A Cruz Vermelha Brasileira foi contratada pelo Governo da Paraíba, em julho de 2011, para administrar o Hospital de Emergência e Trauma da Capital. A “OS” já faturou mais de R$ 1 bilhão e outras entidades também desembarcaram na Paraíba para administrar UPAs e Hospitais. O Ministério Público do Rio de Janeiro deflagrou a Operação Calvário que denunciou um esquema de desvios de recursos e superfaturamento a partir de contratações de empresas para prestação de serviços em hospitais.

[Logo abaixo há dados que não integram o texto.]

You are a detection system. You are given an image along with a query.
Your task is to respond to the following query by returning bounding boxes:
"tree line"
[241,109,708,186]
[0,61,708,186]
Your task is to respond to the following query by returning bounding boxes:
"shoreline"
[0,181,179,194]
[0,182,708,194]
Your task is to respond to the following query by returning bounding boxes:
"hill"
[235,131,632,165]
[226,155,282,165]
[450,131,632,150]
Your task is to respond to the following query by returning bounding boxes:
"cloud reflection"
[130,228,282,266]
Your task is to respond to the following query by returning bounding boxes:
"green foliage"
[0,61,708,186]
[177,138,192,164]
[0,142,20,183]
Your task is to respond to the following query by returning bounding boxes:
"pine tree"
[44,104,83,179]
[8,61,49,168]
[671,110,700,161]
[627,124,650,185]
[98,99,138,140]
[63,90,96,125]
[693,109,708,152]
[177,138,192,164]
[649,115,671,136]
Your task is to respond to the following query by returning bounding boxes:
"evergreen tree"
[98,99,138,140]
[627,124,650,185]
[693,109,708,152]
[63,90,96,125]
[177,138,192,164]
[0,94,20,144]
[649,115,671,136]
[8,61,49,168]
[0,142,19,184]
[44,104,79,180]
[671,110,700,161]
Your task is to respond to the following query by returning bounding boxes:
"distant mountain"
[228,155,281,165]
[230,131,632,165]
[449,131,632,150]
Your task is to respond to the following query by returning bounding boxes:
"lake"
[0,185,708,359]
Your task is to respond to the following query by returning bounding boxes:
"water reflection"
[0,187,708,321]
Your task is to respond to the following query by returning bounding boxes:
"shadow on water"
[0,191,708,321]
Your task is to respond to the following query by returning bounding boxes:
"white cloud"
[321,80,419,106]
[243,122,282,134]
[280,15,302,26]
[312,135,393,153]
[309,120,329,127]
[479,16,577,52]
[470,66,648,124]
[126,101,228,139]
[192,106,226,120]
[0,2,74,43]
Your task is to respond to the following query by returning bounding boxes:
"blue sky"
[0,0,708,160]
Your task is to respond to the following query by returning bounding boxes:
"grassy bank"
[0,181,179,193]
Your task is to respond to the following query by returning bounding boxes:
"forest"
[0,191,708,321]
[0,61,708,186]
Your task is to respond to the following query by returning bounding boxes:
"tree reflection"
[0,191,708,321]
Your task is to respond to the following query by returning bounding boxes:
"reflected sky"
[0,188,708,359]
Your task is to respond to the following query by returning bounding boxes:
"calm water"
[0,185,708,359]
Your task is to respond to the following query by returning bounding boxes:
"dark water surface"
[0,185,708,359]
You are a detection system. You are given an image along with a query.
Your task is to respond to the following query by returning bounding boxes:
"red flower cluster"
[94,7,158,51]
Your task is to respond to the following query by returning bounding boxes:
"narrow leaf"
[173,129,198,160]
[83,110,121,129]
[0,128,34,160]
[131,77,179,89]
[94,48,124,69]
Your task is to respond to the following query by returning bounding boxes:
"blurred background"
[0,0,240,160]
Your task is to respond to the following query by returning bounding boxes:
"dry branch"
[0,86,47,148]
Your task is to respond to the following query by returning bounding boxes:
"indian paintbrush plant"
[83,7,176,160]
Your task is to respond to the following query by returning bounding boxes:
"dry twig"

Onze pessoas estão presas, entre elas Daniel Gomes da Silva, que segundo o MP/RJ é o chefe da Organização Criminosa. O empresário carioca Roberto Calmon foi preso enquanto estava hospedado em um hotel na orla da praia do Cabo Branco em João Pessoa.

O assessor da Secretaria da Administração do Governo do Estado, Leandro Nunes de Azevedo, foi flagrado em um vídeo, recebendo uma caixa de dinheiro da assessora de Daniel Gomes, Michelle Cardoso, em um hotel no Rio de Janeiro, no dia 8 de agosto do ano passado.

Leandro Nunes de Azevedo foi preso na Operação Calvário II, deflagrada dia 1º de fevereiro. No mesmo dia foram cumpridos dois mandados de busca e apreensão nas casas dos secretários de estado, Waldson de Souza, e Livânia Farias, autorizadas pelo desembargador Ricardo Vital de Almeida.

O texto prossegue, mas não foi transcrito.